Vessel is Greta Kline’s third studio album as Frankie Cosmos, and two years on from her last release, she is able to captivate her listeners even more. As with her other releases, the album is light and charming to listen to on the surface, with its dainty vocals and clean guitars. But Kline is always exploring complex emotions, and the closer you listen, the more this is apparent. In Caramelize, she comfortably sings “the light in the world is dull” – her lyrics are simple, often even childlike with their rhyme schemes, but they touch on deeper subjects. They are always simultaneously relaxed and meaningful. The same could be said about the sound of the whole album – it could be played anywhere, to fit almost any mood. And I think that quality comes from the fact that it never tries too hard to be understood. Meaning isn’t pushed upon you, but is latent, waiting to be discovered – or not.
The album works on so many levels – on first listen it reveals itself as a magnificent, aesthetically-satisfying tableau of sound. The flute-like breathiness of her voice never falters, and its clarity always cuts through, even in the busier sections of tracks like Being Alive. With guitar riffs often echoing melodic phrases, and intricate percussion embellishing the space behind, you get the sense that every track has been thoughtfully and painstakingly arranged. Looking back at Zentropy, the band’s first release, Vessel sees Kline experimenting a lot more with instrumentation. She often shifts dynamic and tempo within songs, unexpectedly alternating between fast-paced, rhythmic beats and sparser sections of just vocals and a guitar.
The creativity of her writing is apparent in the song structure, too. A number of the tracks are characteristically short, with some of them being less than one-minute long. For any new listeners perhaps this is a surprising feature – I can see how people would want tracks to go on for longer, especially since her sound is so easy to listen to.
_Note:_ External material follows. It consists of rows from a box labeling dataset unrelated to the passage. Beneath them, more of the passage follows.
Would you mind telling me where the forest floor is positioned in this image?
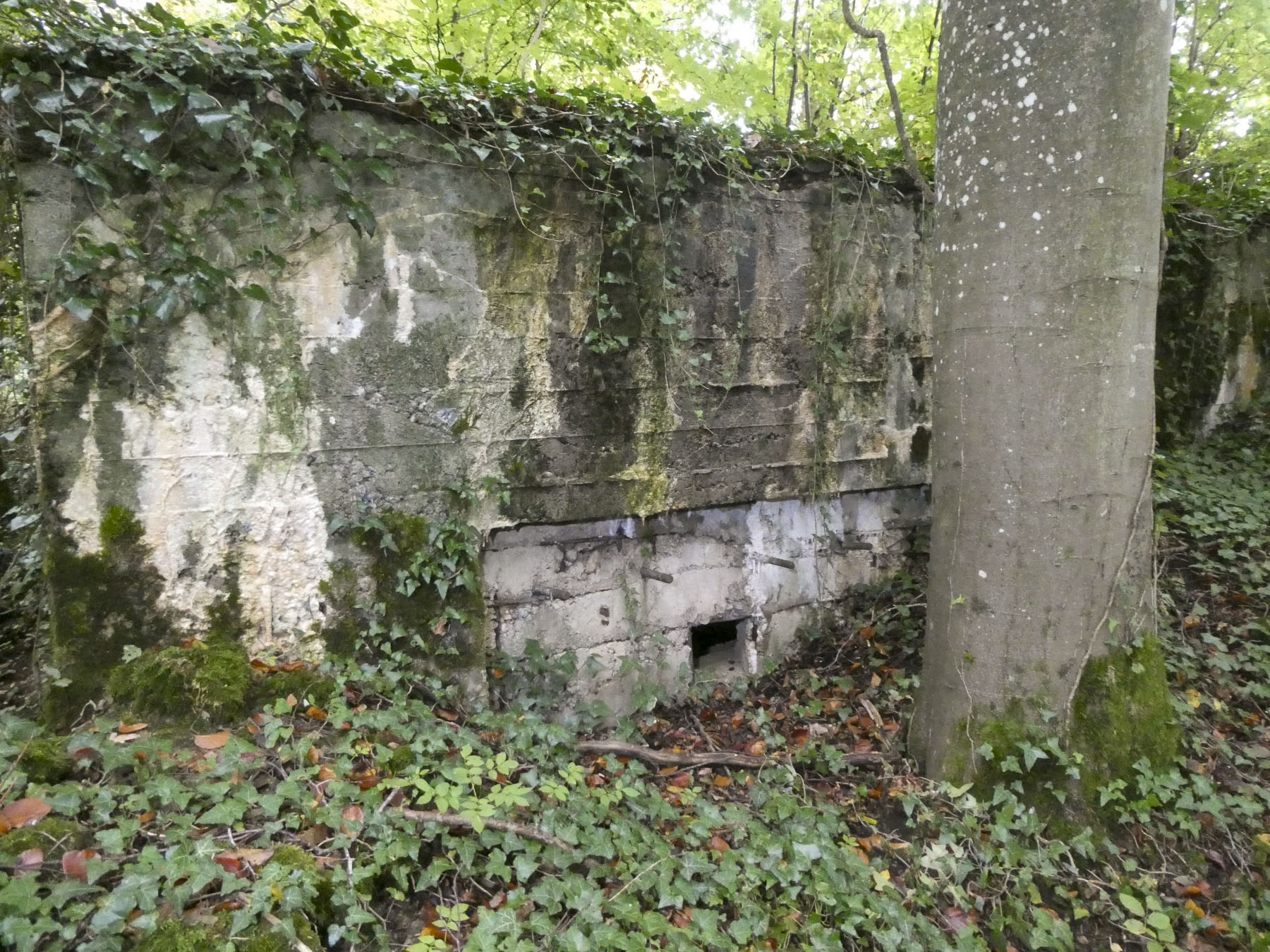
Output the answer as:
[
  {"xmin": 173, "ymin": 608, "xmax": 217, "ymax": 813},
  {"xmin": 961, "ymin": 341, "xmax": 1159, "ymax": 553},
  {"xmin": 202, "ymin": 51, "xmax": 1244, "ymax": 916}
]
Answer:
[{"xmin": 0, "ymin": 398, "xmax": 1270, "ymax": 952}]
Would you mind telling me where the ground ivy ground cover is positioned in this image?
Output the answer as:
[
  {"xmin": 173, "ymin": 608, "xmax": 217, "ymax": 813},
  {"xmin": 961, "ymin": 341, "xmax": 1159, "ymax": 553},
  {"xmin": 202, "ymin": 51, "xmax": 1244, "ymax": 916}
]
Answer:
[{"xmin": 0, "ymin": 398, "xmax": 1270, "ymax": 952}]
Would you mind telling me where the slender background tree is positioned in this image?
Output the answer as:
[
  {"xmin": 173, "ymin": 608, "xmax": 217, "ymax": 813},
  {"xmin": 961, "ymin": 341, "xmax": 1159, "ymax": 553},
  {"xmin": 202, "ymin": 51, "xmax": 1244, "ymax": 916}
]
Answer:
[{"xmin": 912, "ymin": 0, "xmax": 1172, "ymax": 776}]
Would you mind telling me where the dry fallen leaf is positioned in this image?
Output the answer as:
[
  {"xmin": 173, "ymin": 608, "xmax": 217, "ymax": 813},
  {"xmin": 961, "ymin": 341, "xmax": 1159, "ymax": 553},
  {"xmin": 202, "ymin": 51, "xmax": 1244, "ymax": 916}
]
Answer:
[
  {"xmin": 194, "ymin": 731, "xmax": 230, "ymax": 750},
  {"xmin": 0, "ymin": 797, "xmax": 52, "ymax": 829},
  {"xmin": 62, "ymin": 849, "xmax": 97, "ymax": 882}
]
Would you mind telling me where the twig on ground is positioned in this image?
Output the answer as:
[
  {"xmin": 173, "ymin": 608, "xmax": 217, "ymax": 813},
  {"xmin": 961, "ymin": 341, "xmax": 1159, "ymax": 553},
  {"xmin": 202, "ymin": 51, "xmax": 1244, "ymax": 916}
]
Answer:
[
  {"xmin": 401, "ymin": 809, "xmax": 573, "ymax": 853},
  {"xmin": 578, "ymin": 740, "xmax": 895, "ymax": 767}
]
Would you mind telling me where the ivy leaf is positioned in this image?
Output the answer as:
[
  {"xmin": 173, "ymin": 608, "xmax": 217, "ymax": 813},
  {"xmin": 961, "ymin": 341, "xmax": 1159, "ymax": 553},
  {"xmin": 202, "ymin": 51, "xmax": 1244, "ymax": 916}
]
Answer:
[
  {"xmin": 194, "ymin": 113, "xmax": 234, "ymax": 141},
  {"xmin": 186, "ymin": 90, "xmax": 219, "ymax": 109},
  {"xmin": 62, "ymin": 297, "xmax": 97, "ymax": 321},
  {"xmin": 146, "ymin": 86, "xmax": 181, "ymax": 116}
]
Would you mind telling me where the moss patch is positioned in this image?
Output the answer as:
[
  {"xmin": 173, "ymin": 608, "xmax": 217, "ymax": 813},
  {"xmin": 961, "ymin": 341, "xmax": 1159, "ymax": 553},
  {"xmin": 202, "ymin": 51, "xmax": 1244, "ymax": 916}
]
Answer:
[
  {"xmin": 18, "ymin": 736, "xmax": 75, "ymax": 783},
  {"xmin": 0, "ymin": 816, "xmax": 92, "ymax": 862},
  {"xmin": 109, "ymin": 637, "xmax": 254, "ymax": 724},
  {"xmin": 250, "ymin": 668, "xmax": 335, "ymax": 707},
  {"xmin": 131, "ymin": 915, "xmax": 324, "ymax": 952},
  {"xmin": 43, "ymin": 505, "xmax": 171, "ymax": 728},
  {"xmin": 1070, "ymin": 635, "xmax": 1180, "ymax": 803}
]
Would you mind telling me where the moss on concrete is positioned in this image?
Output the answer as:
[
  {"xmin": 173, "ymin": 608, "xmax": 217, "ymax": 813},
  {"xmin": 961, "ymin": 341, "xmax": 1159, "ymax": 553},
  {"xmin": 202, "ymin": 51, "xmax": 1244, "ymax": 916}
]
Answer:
[
  {"xmin": 613, "ymin": 355, "xmax": 675, "ymax": 515},
  {"xmin": 43, "ymin": 505, "xmax": 171, "ymax": 728},
  {"xmin": 1070, "ymin": 635, "xmax": 1180, "ymax": 803},
  {"xmin": 318, "ymin": 559, "xmax": 361, "ymax": 655},
  {"xmin": 109, "ymin": 637, "xmax": 253, "ymax": 724}
]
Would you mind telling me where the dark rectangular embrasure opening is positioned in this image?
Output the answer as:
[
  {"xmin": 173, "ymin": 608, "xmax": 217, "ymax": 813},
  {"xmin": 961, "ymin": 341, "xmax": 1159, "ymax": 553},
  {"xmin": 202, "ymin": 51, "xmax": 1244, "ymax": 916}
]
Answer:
[{"xmin": 692, "ymin": 618, "xmax": 746, "ymax": 668}]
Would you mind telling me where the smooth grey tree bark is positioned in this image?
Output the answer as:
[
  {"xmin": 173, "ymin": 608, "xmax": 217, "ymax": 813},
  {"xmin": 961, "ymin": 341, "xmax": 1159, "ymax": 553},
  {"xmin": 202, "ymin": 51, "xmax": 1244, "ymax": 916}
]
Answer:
[{"xmin": 911, "ymin": 0, "xmax": 1173, "ymax": 777}]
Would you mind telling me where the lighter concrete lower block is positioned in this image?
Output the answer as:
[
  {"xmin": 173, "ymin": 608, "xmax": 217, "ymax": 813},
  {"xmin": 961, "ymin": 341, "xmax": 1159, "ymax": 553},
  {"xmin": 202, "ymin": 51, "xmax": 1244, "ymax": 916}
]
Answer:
[{"xmin": 483, "ymin": 495, "xmax": 930, "ymax": 714}]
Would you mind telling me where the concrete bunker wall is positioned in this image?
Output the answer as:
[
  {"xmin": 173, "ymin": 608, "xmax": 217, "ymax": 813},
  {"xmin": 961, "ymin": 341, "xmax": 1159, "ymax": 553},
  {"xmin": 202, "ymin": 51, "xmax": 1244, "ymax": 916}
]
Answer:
[{"xmin": 20, "ymin": 113, "xmax": 930, "ymax": 701}]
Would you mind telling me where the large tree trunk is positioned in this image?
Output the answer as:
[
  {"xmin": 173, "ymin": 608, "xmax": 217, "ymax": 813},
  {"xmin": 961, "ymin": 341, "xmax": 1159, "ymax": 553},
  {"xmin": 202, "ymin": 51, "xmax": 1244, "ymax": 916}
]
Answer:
[{"xmin": 911, "ymin": 0, "xmax": 1172, "ymax": 776}]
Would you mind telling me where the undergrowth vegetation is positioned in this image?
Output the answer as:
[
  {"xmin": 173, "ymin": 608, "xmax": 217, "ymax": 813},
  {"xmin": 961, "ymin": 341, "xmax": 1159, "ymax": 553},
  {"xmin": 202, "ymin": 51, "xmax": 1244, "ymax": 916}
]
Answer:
[{"xmin": 0, "ymin": 398, "xmax": 1270, "ymax": 952}]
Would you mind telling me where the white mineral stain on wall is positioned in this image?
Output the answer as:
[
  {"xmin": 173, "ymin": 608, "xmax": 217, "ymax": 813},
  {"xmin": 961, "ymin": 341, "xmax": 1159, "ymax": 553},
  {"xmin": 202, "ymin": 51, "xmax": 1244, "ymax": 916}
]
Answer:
[
  {"xmin": 481, "ymin": 489, "xmax": 927, "ymax": 711},
  {"xmin": 1202, "ymin": 334, "xmax": 1261, "ymax": 435},
  {"xmin": 61, "ymin": 387, "xmax": 102, "ymax": 554},
  {"xmin": 286, "ymin": 231, "xmax": 363, "ymax": 367},
  {"xmin": 61, "ymin": 314, "xmax": 332, "ymax": 651}
]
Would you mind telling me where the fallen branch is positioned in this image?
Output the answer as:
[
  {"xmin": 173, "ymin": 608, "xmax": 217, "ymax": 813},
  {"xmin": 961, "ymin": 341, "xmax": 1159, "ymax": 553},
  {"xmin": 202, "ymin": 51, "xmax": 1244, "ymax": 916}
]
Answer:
[
  {"xmin": 578, "ymin": 740, "xmax": 895, "ymax": 768},
  {"xmin": 842, "ymin": 0, "xmax": 935, "ymax": 205},
  {"xmin": 401, "ymin": 809, "xmax": 573, "ymax": 853}
]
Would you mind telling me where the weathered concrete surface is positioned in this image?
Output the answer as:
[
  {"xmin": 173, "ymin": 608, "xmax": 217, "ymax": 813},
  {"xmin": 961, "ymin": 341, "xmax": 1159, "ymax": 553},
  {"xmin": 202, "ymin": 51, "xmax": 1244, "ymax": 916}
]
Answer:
[
  {"xmin": 22, "ymin": 113, "xmax": 1270, "ymax": 706},
  {"xmin": 1156, "ymin": 226, "xmax": 1270, "ymax": 441},
  {"xmin": 484, "ymin": 487, "xmax": 930, "ymax": 709},
  {"xmin": 22, "ymin": 114, "xmax": 930, "ymax": 711}
]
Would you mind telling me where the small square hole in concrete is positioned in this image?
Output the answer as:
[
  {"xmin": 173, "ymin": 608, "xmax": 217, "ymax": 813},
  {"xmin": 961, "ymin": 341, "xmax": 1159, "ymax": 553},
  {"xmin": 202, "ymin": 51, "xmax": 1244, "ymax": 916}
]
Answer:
[{"xmin": 692, "ymin": 618, "xmax": 748, "ymax": 674}]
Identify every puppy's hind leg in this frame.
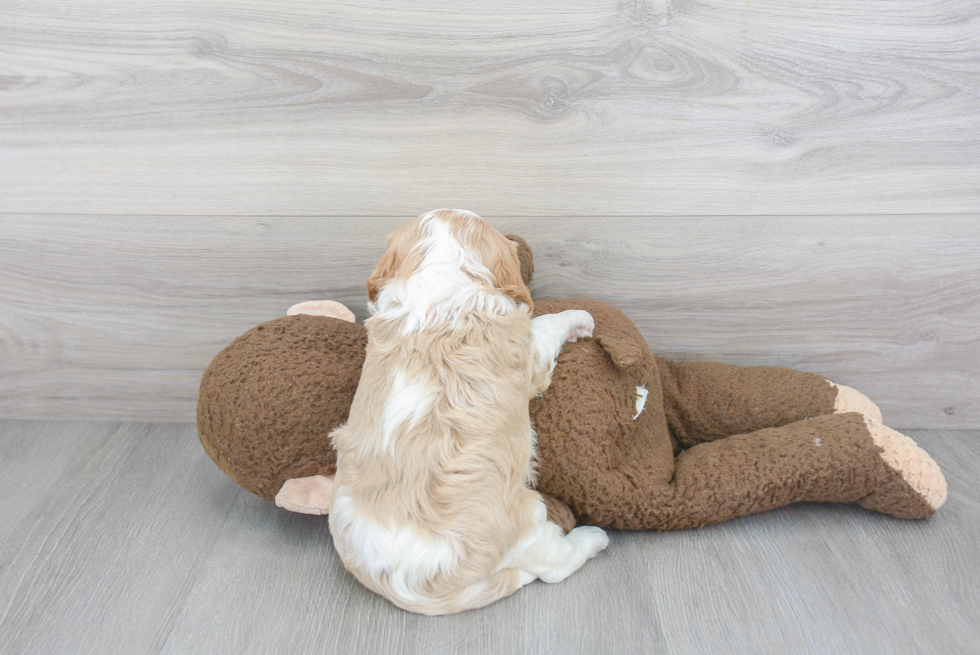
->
[508,500,609,584]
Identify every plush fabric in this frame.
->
[198,237,946,531]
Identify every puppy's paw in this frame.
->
[564,309,595,342]
[565,525,609,559]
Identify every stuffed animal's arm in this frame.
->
[655,357,881,448]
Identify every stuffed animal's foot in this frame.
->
[276,475,333,515]
[858,417,946,519]
[286,300,356,323]
[827,380,882,423]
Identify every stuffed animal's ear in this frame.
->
[596,334,643,368]
[504,234,534,286]
[286,300,357,323]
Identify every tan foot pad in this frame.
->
[276,475,333,516]
[858,417,946,519]
[286,300,356,323]
[828,380,882,423]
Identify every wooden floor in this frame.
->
[0,421,980,655]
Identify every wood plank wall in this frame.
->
[0,0,980,428]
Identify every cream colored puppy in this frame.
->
[330,210,609,614]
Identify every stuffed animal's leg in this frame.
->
[611,413,946,530]
[656,357,881,448]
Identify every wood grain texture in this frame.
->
[0,421,980,655]
[0,0,980,216]
[0,215,980,427]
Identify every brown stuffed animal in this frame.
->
[197,237,946,531]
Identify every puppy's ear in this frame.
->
[490,241,534,309]
[367,246,398,302]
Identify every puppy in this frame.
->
[330,210,609,614]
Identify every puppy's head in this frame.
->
[367,209,532,306]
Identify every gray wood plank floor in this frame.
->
[0,0,980,216]
[0,214,980,429]
[0,421,980,654]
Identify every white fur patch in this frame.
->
[375,212,517,335]
[330,493,460,603]
[633,387,650,421]
[381,371,432,452]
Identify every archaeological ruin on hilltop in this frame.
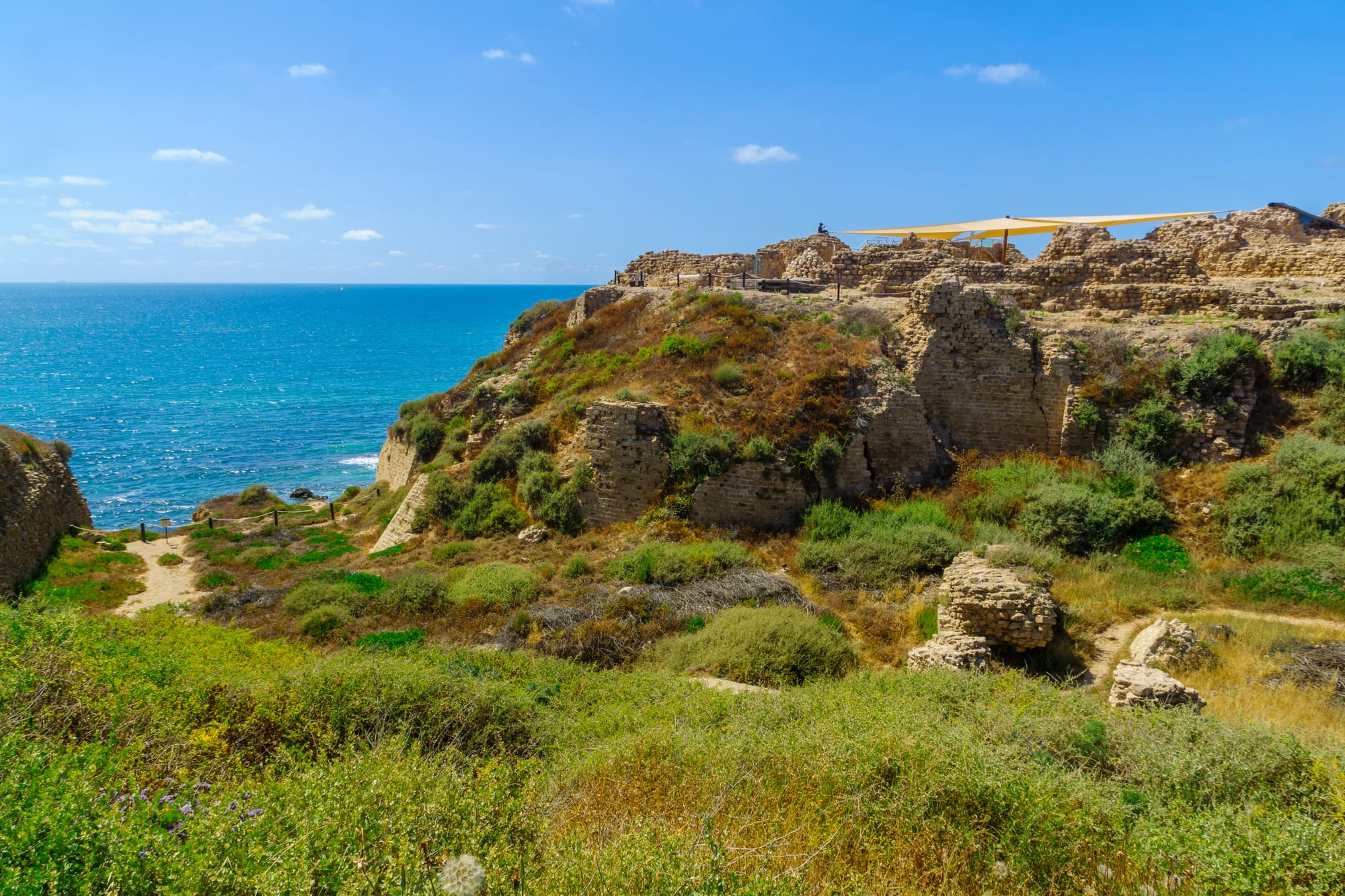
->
[378,203,1345,544]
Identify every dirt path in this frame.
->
[1079,607,1345,688]
[113,536,206,616]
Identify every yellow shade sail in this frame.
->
[841,211,1221,239]
[1025,211,1224,227]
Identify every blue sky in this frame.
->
[0,0,1345,282]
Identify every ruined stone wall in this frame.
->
[580,401,668,526]
[691,460,812,529]
[374,434,420,491]
[898,281,1068,452]
[0,430,93,598]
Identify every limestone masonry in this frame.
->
[0,427,93,598]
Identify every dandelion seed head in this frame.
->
[438,856,486,896]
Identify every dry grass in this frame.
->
[1177,611,1345,743]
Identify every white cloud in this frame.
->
[285,203,336,220]
[149,149,229,164]
[733,142,799,165]
[482,50,537,63]
[943,62,1044,85]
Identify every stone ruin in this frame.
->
[625,203,1345,317]
[907,545,1060,669]
[1107,618,1205,709]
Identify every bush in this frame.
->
[429,541,476,564]
[668,426,738,487]
[280,576,369,616]
[659,607,855,688]
[238,483,272,507]
[355,628,425,650]
[608,541,756,585]
[659,333,714,358]
[1120,536,1190,573]
[1274,332,1345,389]
[453,482,527,538]
[561,555,593,579]
[712,360,742,391]
[1215,436,1345,557]
[412,411,444,460]
[299,604,350,639]
[1114,395,1181,458]
[448,563,538,607]
[378,573,443,615]
[1171,329,1262,401]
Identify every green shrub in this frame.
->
[355,628,425,650]
[299,604,350,639]
[1171,329,1262,401]
[1215,436,1345,557]
[412,410,444,460]
[378,573,444,615]
[659,607,855,688]
[280,573,369,616]
[561,555,593,579]
[710,360,742,391]
[1120,536,1192,573]
[659,333,714,358]
[1274,331,1345,389]
[1225,567,1345,610]
[196,569,234,591]
[742,436,775,460]
[429,541,476,564]
[1112,395,1182,458]
[796,433,845,487]
[448,563,538,607]
[608,541,756,585]
[453,482,527,538]
[238,483,272,507]
[668,426,738,487]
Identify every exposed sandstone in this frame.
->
[1107,659,1205,709]
[0,426,93,598]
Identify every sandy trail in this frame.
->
[1079,607,1345,688]
[113,536,206,616]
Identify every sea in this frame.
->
[0,284,585,529]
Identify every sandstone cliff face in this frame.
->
[374,434,420,491]
[0,426,93,596]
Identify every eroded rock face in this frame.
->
[1107,659,1205,709]
[907,546,1060,669]
[0,429,93,598]
[939,549,1060,653]
[907,631,990,669]
[1130,618,1200,669]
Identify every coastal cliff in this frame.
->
[0,426,93,596]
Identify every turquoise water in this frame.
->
[0,284,584,528]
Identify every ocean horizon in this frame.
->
[0,282,586,529]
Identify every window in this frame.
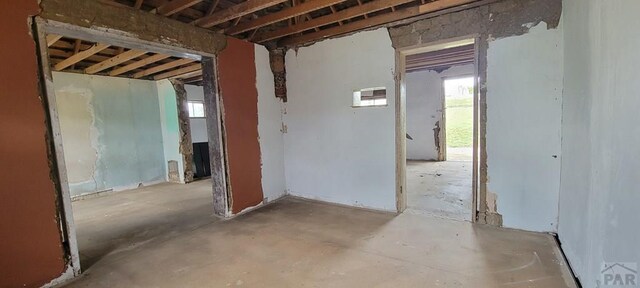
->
[187,101,205,118]
[353,87,387,107]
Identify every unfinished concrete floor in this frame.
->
[68,181,575,288]
[407,161,473,221]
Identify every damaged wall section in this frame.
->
[53,72,166,197]
[389,0,562,231]
[218,38,263,214]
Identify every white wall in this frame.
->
[486,22,563,231]
[53,72,166,196]
[284,28,396,211]
[184,85,209,143]
[406,64,474,160]
[255,45,286,201]
[559,0,640,288]
[156,80,184,183]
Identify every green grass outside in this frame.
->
[445,98,473,147]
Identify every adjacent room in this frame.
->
[46,34,218,269]
[405,39,478,221]
[0,0,640,288]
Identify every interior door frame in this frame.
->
[31,16,231,285]
[395,34,486,223]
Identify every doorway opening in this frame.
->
[33,17,229,276]
[442,75,475,162]
[396,38,479,222]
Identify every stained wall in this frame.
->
[53,72,167,196]
[0,1,65,287]
[217,38,263,213]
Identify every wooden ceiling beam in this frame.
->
[173,69,202,79]
[47,34,62,47]
[133,58,196,79]
[278,0,478,46]
[84,49,147,74]
[156,0,202,16]
[133,0,144,9]
[183,77,202,84]
[254,0,413,43]
[153,64,202,80]
[194,0,288,28]
[226,0,345,35]
[53,43,109,71]
[109,54,171,76]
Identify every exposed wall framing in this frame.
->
[171,79,193,183]
[33,0,229,283]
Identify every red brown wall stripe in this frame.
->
[0,0,65,287]
[218,38,263,214]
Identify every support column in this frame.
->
[269,48,287,102]
[170,79,193,183]
[202,57,231,217]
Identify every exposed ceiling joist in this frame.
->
[174,69,202,79]
[84,49,146,74]
[195,0,288,28]
[278,0,477,46]
[133,59,195,79]
[226,0,345,35]
[109,54,171,76]
[47,34,62,47]
[53,43,109,71]
[153,64,202,80]
[155,0,202,16]
[253,0,414,43]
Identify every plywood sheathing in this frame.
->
[169,79,193,183]
[389,0,562,226]
[40,0,226,56]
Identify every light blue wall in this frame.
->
[156,80,184,183]
[53,73,166,196]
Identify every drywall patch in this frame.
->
[56,86,99,184]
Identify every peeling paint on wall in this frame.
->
[53,72,168,197]
[56,85,98,184]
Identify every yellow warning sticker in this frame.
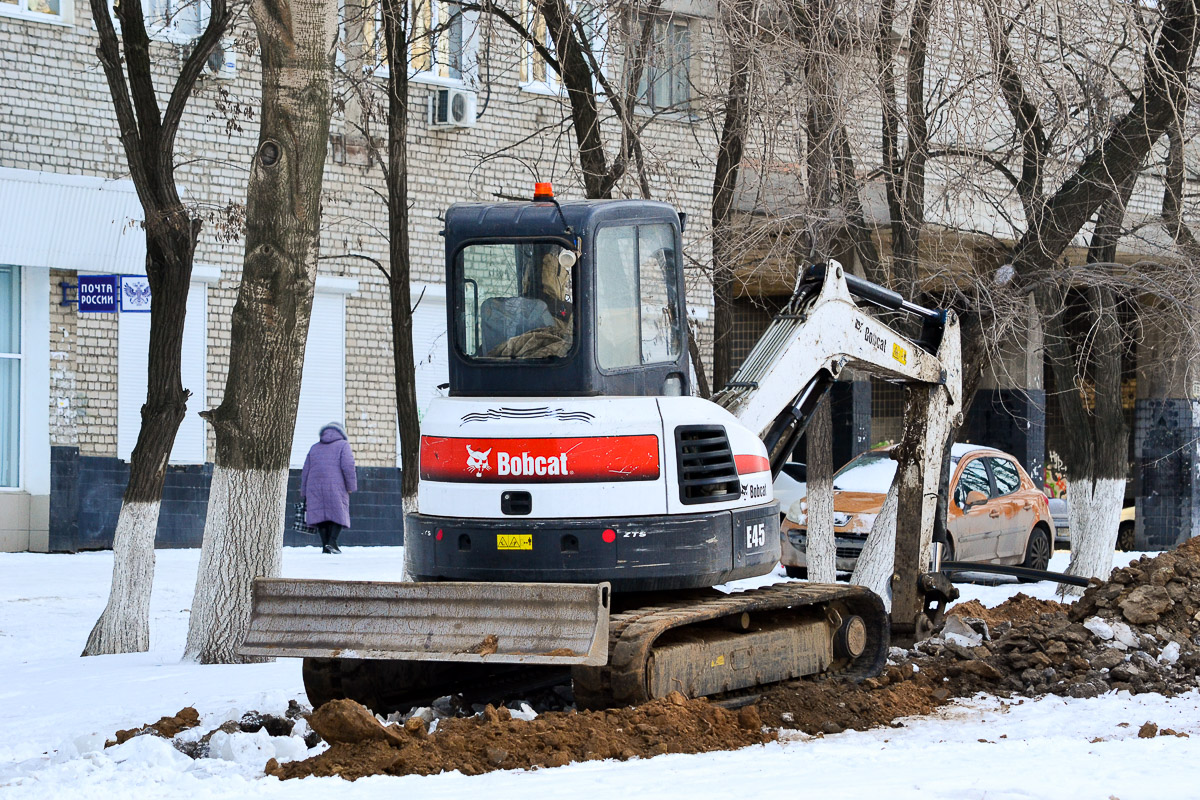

The third track, As Often as I Can, builds pleasantly into a catchy chorus-like section, only to end 30 seconds later. But Vessel actually features some of Kline’s longest songs to date. She has always been economical with her art, preferring to abandon the traditional verse-chorus-verse-chorus structure and express herself more succinctly. The length of her tracks demonstrates her songwriting talent –– for example, the 58-second-long track ‘Hereby’ has everything you would want from an indie-pop song.
There’s a maturity to this album that seems hard to come by. Underneath the dreamy, vivid narratives about hot pink vans, late-night cafeterias and warm laundry, lies a well of troubled observations that touch on the bitterness of relationships and the struggles of self-expression. In an interview with Pitchfork, Kline talks about how her songs give her an opportunity to explore life’s natural contradictions: “Lots of life is constantly putting on a brave face and not exactly giving everyone the true experience of what you’re feeling. So my songs are a fun place to sneak in those thoughts, right underneath a happy melody, or make something that sounds like a love song but is actually really sad.”
The whole album is almost like an adult inside a child’s body – carefree and optimistic on the surface, but much more complicated when you look inside. She sings questions like “Are you relieved when I leave?” and “I’m so tired of myself around you”, peppering tracks with an ironic humour that makes them both witty and crushingly-sad. Vessel is undeniably introspective and often self-critical in its tone, but there’s a confidence in her delivery: she effortlessly captures a blend of curiosity and cynicism that characterises early adulthood for most.